If you are not using template guides you must use an exact size template and a router bit with a bearing on it. Bearing rides on the template(instead of the template guide protrusion) so the cutter can not move into the template.

I prefer template guides, but using a flush cut bit and a template may be the way to go for a one off .

This link was just put up in a recent thread:

http://www.routerforums.com/guide-bushings-templates/10854-how-use-bushings-male-female-parts.html

http://www.routerforums.com/attachm...-bushings-male-female-parts-inlay-save004.jpg


----------



## ArtbyJean (Dec 15, 2008)

*OK! I think I got it!*

OK! I think I got it!
Stupid me! I went digging up in the box the router came in and found this little magic thing. Now my brain is starting to wrap itself around the whole project. I can visualize it happening now! How soon we forget!

Now I just need to wait for my daughter to give me all her Egyptian pictures that will go in the book so I know what size to make it. Joy! Elation! Happiness! Will post a picture of the book when it is finished.

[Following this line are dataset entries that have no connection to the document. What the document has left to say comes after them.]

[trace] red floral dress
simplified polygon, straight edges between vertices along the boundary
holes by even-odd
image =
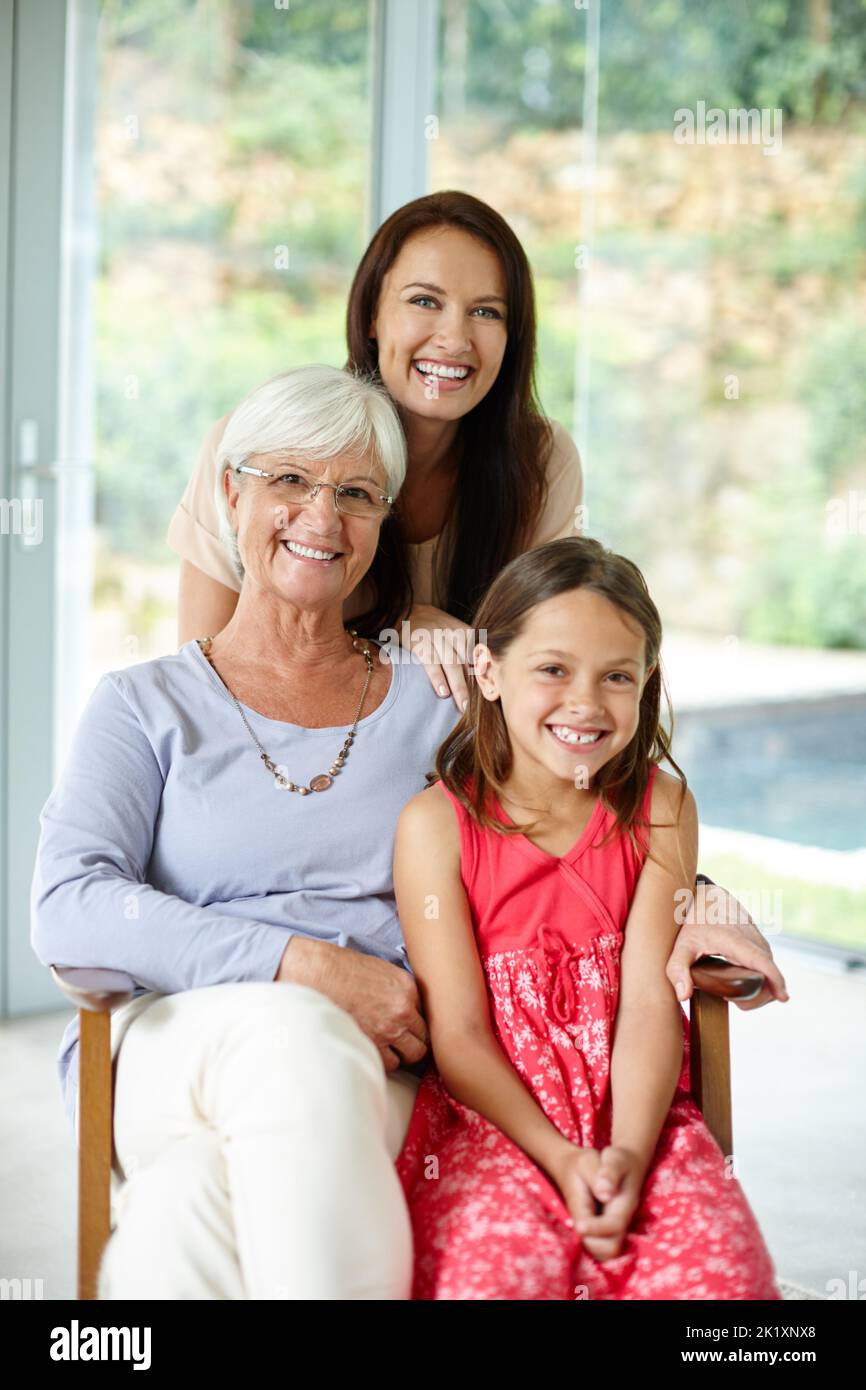
[[[560,1133],[603,1148],[620,951],[642,856],[627,836],[599,847],[613,821],[601,801],[560,858],[479,827],[441,782],[429,794],[448,796],[460,823],[497,1038]],[[431,1061],[396,1164],[414,1232],[413,1299],[781,1297],[754,1213],[691,1098],[680,1012],[677,1090],[621,1253],[606,1261],[583,1249],[547,1174],[455,1100]]]

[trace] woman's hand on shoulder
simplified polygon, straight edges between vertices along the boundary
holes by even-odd
[[[423,662],[437,695],[451,695],[459,710],[469,698],[465,666],[472,662],[472,628],[430,603],[416,603],[405,620],[410,650]]]

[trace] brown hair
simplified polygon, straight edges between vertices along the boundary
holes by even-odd
[[[616,817],[610,834],[626,833],[647,849],[641,808],[653,763],[666,759],[676,770],[685,795],[686,778],[671,756],[671,730],[661,723],[661,698],[669,707],[659,652],[662,625],[643,575],[631,560],[588,536],[566,536],[519,555],[502,570],[474,615],[475,633],[501,658],[522,633],[537,604],[573,589],[601,594],[634,618],[645,637],[646,666],[655,666],[640,698],[638,727],[631,742],[600,769],[595,785],[605,808]],[[471,671],[470,671],[471,676]],[[500,796],[511,774],[513,753],[501,703],[485,699],[470,679],[469,703],[436,754],[436,773],[479,825],[501,834],[525,834],[532,825],[505,826],[488,805]],[[437,780],[428,774],[431,780]],[[640,836],[640,838],[638,838]],[[608,836],[605,836],[607,840]]]
[[[349,294],[346,370],[381,381],[378,342],[368,336],[382,281],[416,232],[457,227],[496,252],[508,300],[508,337],[499,373],[482,401],[459,421],[462,442],[450,531],[440,547],[448,613],[469,622],[472,610],[503,565],[530,542],[547,496],[553,434],[541,414],[535,385],[535,302],[526,253],[503,217],[469,193],[449,190],[416,198],[382,223],[355,272]],[[395,627],[413,602],[400,499],[382,524],[370,566],[376,606],[359,619],[365,630]],[[447,554],[446,554],[447,550]],[[443,558],[444,557],[444,558]],[[444,580],[444,582],[443,582]]]

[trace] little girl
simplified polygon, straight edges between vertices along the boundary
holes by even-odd
[[[412,1297],[778,1299],[665,975],[697,808],[643,576],[553,541],[475,631],[469,704],[395,844],[433,1053],[397,1159]]]

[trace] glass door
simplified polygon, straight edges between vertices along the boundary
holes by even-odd
[[[166,532],[208,428],[276,372],[345,360],[369,45],[367,0],[95,8],[73,176],[97,248],[72,329],[92,362],[85,690],[177,647]]]
[[[66,8],[0,4],[3,246],[3,1009],[56,1003],[29,941],[39,812],[54,772],[62,508],[88,461],[64,434],[60,323]]]
[[[0,0],[6,1013],[60,1002],[29,943],[39,812],[101,674],[176,650],[166,533],[207,429],[343,364],[371,220],[423,191],[370,174],[419,15]]]
[[[584,529],[664,620],[700,867],[862,955],[862,10],[445,0],[439,30],[430,187],[529,255]]]

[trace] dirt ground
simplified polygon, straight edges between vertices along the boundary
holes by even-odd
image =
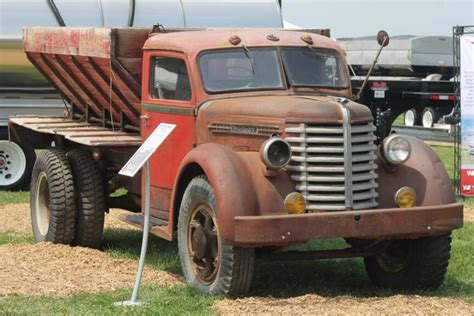
[[[218,315],[474,315],[474,305],[463,301],[416,295],[325,298],[304,295],[289,299],[249,297],[216,301]]]

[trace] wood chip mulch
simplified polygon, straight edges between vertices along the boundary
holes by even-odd
[[[289,299],[249,297],[216,301],[217,315],[474,315],[461,300],[418,295],[326,298],[308,294]]]
[[[139,230],[136,226],[119,219],[124,214],[131,213],[120,209],[111,209],[105,215],[105,228]],[[8,204],[0,207],[0,231],[31,235],[30,204]]]
[[[66,296],[131,288],[136,260],[114,259],[99,250],[52,243],[0,246],[0,297]],[[180,277],[145,267],[143,283],[183,284]]]

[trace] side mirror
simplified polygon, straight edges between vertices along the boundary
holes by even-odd
[[[385,32],[384,30],[381,30],[377,33],[377,42],[380,45],[379,51],[377,52],[377,56],[375,56],[374,62],[372,63],[372,66],[370,66],[369,71],[367,72],[367,75],[365,76],[364,82],[362,82],[362,85],[360,86],[359,92],[357,95],[354,97],[354,100],[358,101],[360,100],[360,97],[362,96],[362,92],[364,92],[365,85],[367,84],[367,81],[369,80],[370,75],[372,74],[372,71],[374,70],[375,65],[377,64],[377,61],[379,60],[380,53],[382,52],[382,49],[388,45],[390,42],[390,37],[388,36],[388,33]]]
[[[390,42],[390,36],[388,36],[387,32],[385,32],[384,30],[381,30],[377,33],[377,42],[379,43],[380,46],[385,47]]]

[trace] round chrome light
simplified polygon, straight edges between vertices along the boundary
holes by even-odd
[[[393,165],[404,163],[410,158],[411,146],[405,137],[390,135],[382,144],[384,158]]]
[[[268,168],[283,168],[291,159],[290,144],[279,137],[272,137],[260,147],[260,158]]]

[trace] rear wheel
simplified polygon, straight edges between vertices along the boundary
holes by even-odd
[[[364,258],[371,281],[400,289],[437,289],[449,263],[451,236],[396,240],[382,253]]]
[[[241,295],[250,287],[254,249],[233,246],[219,235],[217,203],[203,176],[186,188],[178,220],[178,246],[186,282],[209,295]]]
[[[415,126],[420,124],[420,115],[415,109],[409,109],[403,114],[403,123],[405,126]]]
[[[38,157],[33,167],[30,199],[35,241],[71,243],[75,195],[71,167],[64,152],[47,150]]]
[[[22,190],[31,180],[36,154],[28,145],[0,140],[0,190]]]
[[[73,244],[99,248],[104,234],[105,196],[100,168],[87,150],[68,153],[76,191],[76,232]]]
[[[424,127],[433,127],[438,119],[439,115],[433,108],[425,108],[421,114],[421,122]]]

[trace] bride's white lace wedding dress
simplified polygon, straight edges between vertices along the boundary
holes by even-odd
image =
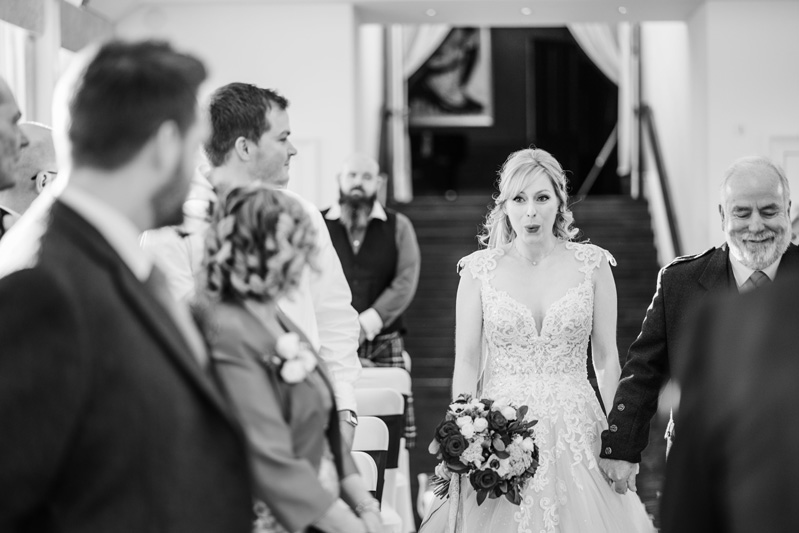
[[[522,503],[487,499],[461,483],[463,524],[468,533],[626,533],[655,531],[638,495],[617,494],[597,464],[605,415],[586,373],[594,311],[594,275],[606,251],[566,243],[584,274],[547,310],[541,331],[530,309],[492,284],[499,248],[477,251],[458,263],[481,282],[486,358],[481,398],[528,405],[538,419],[540,466]],[[449,502],[436,501],[420,533],[447,531]]]

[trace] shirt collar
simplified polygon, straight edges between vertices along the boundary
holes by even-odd
[[[9,215],[17,217],[17,218],[22,216],[21,214],[17,213],[16,211],[11,209],[10,207],[6,207],[4,205],[0,205],[0,212],[8,213]]]
[[[781,260],[782,256],[779,256],[776,261],[762,270],[771,281],[774,281],[777,277],[777,268],[779,268]],[[738,288],[741,288],[741,285],[746,283],[746,280],[749,279],[749,276],[752,275],[754,270],[738,261],[732,254],[732,251],[730,251],[730,265],[732,265],[732,273],[735,275],[735,283],[738,285]]]
[[[327,220],[338,220],[341,218],[341,205],[340,204],[333,204],[328,209],[327,214],[325,215]],[[385,222],[388,220],[388,215],[386,214],[386,210],[383,206],[375,200],[375,203],[372,204],[372,212],[369,213],[369,220],[376,218],[378,220],[382,220]]]
[[[139,229],[133,222],[77,187],[66,187],[58,199],[100,232],[139,281],[147,280],[153,260],[139,246]]]

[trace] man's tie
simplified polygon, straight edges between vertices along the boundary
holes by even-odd
[[[744,284],[741,285],[740,292],[749,292],[768,283],[771,283],[769,277],[762,270],[755,270],[752,272],[752,275],[749,276],[749,279],[744,281]]]
[[[191,313],[189,313],[186,304],[172,296],[169,282],[161,269],[153,265],[150,277],[147,278],[144,285],[150,289],[153,296],[164,306],[169,316],[175,321],[178,330],[183,334],[183,338],[186,340],[186,344],[189,345],[194,358],[200,363],[200,366],[205,367],[208,364],[208,353],[203,337],[191,318]]]

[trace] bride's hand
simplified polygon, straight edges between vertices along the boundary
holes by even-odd
[[[636,492],[635,476],[638,474],[638,465],[618,459],[605,459],[600,457],[599,470],[605,480],[613,486],[619,494],[624,494],[627,489]]]

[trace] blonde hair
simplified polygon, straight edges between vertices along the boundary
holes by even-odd
[[[549,152],[538,148],[526,148],[510,154],[499,171],[497,181],[499,192],[494,196],[494,207],[486,216],[483,232],[479,236],[482,245],[497,248],[516,237],[505,212],[505,203],[541,174],[549,178],[558,198],[558,213],[555,216],[552,233],[559,239],[567,241],[579,233],[574,227],[574,215],[568,207],[569,194],[566,192],[568,180],[560,163]]]
[[[261,183],[221,200],[205,240],[206,292],[221,300],[274,300],[315,267],[316,229],[300,203]]]

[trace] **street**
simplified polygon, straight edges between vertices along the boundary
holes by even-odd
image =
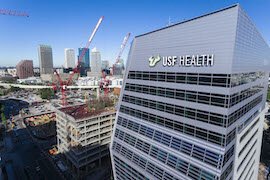
[[[13,107],[12,102],[8,104]],[[12,110],[12,108],[7,108]],[[5,113],[10,114],[11,111]],[[14,114],[15,115],[15,114]],[[15,115],[15,119],[17,116]],[[16,128],[6,132],[4,138],[5,148],[1,152],[2,170],[9,179],[63,179],[59,171],[41,148],[48,148],[53,140],[35,140],[25,127],[22,119],[16,121]],[[13,172],[12,172],[13,171]]]

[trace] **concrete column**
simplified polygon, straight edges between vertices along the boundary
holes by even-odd
[[[99,91],[99,87],[97,88],[97,99],[99,99],[99,95],[100,95],[100,91]]]

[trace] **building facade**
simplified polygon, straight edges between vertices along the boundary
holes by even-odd
[[[71,48],[65,49],[65,68],[75,67],[75,51]]]
[[[38,58],[39,58],[40,74],[52,74],[53,55],[51,46],[39,45]]]
[[[91,76],[101,76],[101,54],[96,47],[91,50]]]
[[[34,76],[33,61],[21,60],[16,65],[16,73],[19,79],[25,79],[25,78]]]
[[[110,167],[109,143],[116,111],[91,113],[88,108],[77,105],[56,110],[57,147],[74,178],[85,177],[98,167]]]
[[[81,54],[83,54],[83,51],[85,51],[84,53],[84,56],[82,57],[81,59],[81,63],[83,64],[82,66],[84,68],[87,68],[89,69],[90,68],[90,56],[89,56],[89,48],[79,48],[79,56],[78,56],[78,59],[79,57],[81,56]]]
[[[115,179],[257,179],[270,51],[233,5],[134,38]]]

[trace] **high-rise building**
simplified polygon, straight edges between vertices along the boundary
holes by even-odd
[[[81,59],[81,63],[83,65],[83,67],[85,67],[86,69],[89,69],[89,67],[90,67],[89,49],[88,48],[79,48],[79,56],[78,56],[78,58],[81,56],[83,51],[85,51],[85,54]]]
[[[19,79],[25,79],[25,78],[34,76],[33,61],[21,60],[16,65],[16,73]]]
[[[91,50],[91,74],[101,76],[101,55],[96,47]]]
[[[52,74],[53,73],[53,55],[52,55],[51,46],[39,45],[38,58],[39,58],[40,74]]]
[[[233,5],[136,36],[114,179],[257,179],[270,49]]]
[[[65,49],[65,68],[75,67],[75,51],[71,48]]]

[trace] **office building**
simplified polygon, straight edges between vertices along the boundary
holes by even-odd
[[[16,73],[19,79],[26,79],[34,76],[33,61],[32,60],[21,60],[16,65]]]
[[[91,76],[101,76],[101,54],[96,47],[91,50]]]
[[[82,56],[81,58],[81,63],[82,66],[86,69],[89,69],[90,67],[90,59],[89,59],[89,49],[88,48],[79,48],[79,56],[78,56],[78,60],[79,57],[81,56],[81,54],[84,53],[84,56]]]
[[[80,62],[79,64],[80,76],[86,76],[87,71],[90,69],[90,59],[89,59],[88,48],[79,48],[78,61]]]
[[[52,55],[51,46],[39,45],[38,58],[39,58],[40,74],[52,74],[53,73],[53,55]]]
[[[65,68],[74,68],[75,67],[75,51],[71,48],[65,49]]]
[[[57,147],[65,155],[74,179],[100,167],[110,172],[109,143],[115,113],[113,106],[98,109],[86,104],[56,110]]]
[[[136,36],[114,179],[257,179],[269,65],[269,46],[238,4]]]

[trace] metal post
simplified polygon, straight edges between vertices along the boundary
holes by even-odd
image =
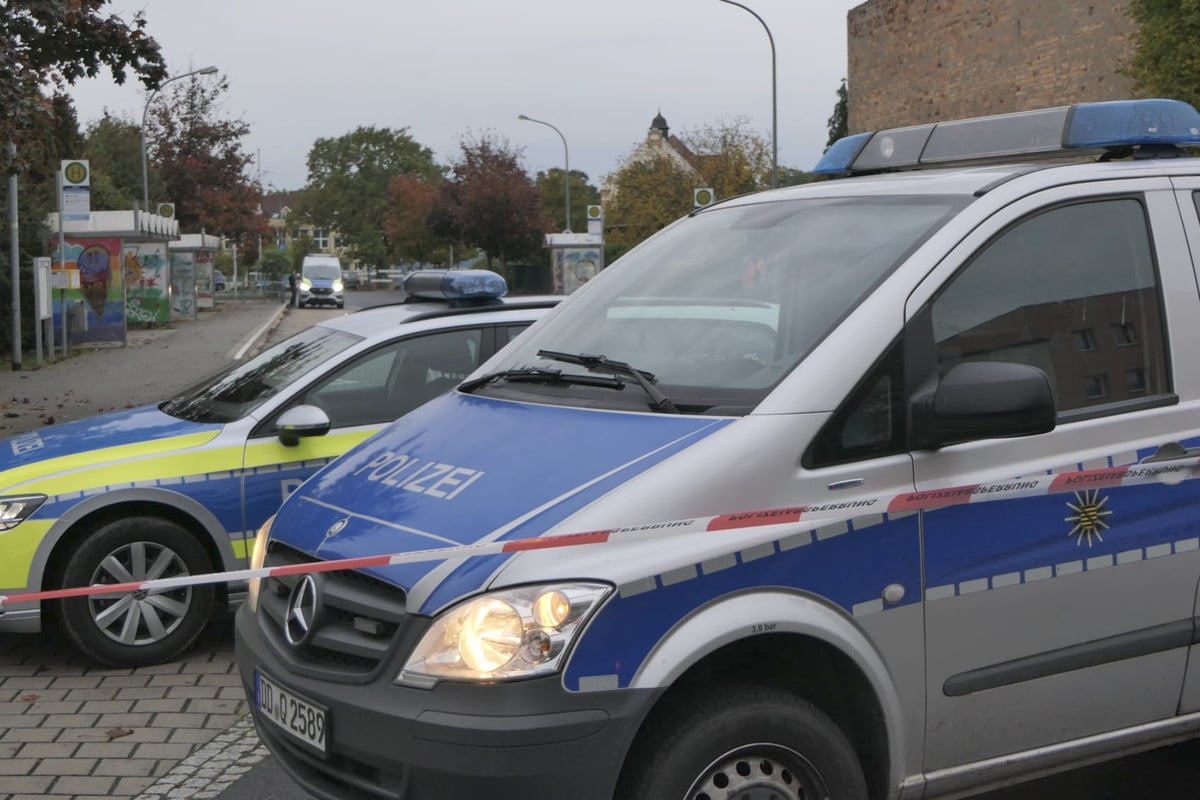
[[[567,230],[565,232],[570,233],[571,232],[571,154],[567,150],[567,137],[563,136],[562,131],[560,131],[558,128],[555,128],[549,122],[543,122],[540,119],[534,119],[533,117],[527,117],[524,114],[518,114],[517,119],[523,120],[525,122],[536,122],[538,125],[545,125],[547,128],[550,128],[552,131],[557,133],[558,138],[562,139],[563,161],[566,164],[566,170],[565,170],[565,172],[563,172],[563,196],[566,198],[566,206],[567,206],[567,214],[565,217],[566,222],[567,222]]]
[[[8,143],[8,158],[8,266],[12,272],[12,368],[15,372],[21,369],[21,247],[17,224],[17,146],[13,142]],[[37,314],[36,309],[34,314]]]
[[[67,277],[67,235],[63,229],[63,175],[62,170],[58,171],[58,268],[62,270],[63,278]],[[62,346],[63,358],[67,357],[67,328],[70,322],[67,320],[67,290],[60,289],[58,292],[58,306],[62,309]],[[50,347],[53,352],[54,347]]]
[[[145,211],[153,211],[150,208],[150,176],[146,169],[146,114],[150,111],[150,104],[154,102],[154,97],[159,93],[159,91],[171,81],[182,80],[183,78],[188,78],[192,75],[212,75],[216,71],[216,67],[205,67],[203,69],[194,69],[191,72],[185,72],[182,75],[175,75],[167,78],[158,85],[157,89],[150,92],[150,96],[146,98],[146,105],[142,107],[142,203],[145,204]]]
[[[779,104],[777,103],[778,95],[775,89],[775,37],[771,35],[771,29],[767,27],[767,23],[763,21],[763,18],[754,13],[754,9],[748,8],[741,3],[736,3],[734,0],[720,1],[754,14],[754,18],[759,21],[763,26],[763,30],[767,32],[767,41],[771,43],[771,187],[776,188],[779,186]]]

This is the thing I need, isn't it?


----------



## harrysin (Jan 15, 2007)

It sure is Jean, that looks like a 1/2" one, they come in many sizes.


----------



## ArtbyJean (Dec 15, 2008)

*Thanks again Harry*

OH ... so they come in sizes too! Now I understand how a perfectly square template can give you a groove or cut with rounded corners in various radiuses (radii?) That will make my life a bit easier.
Thanks Harry


----------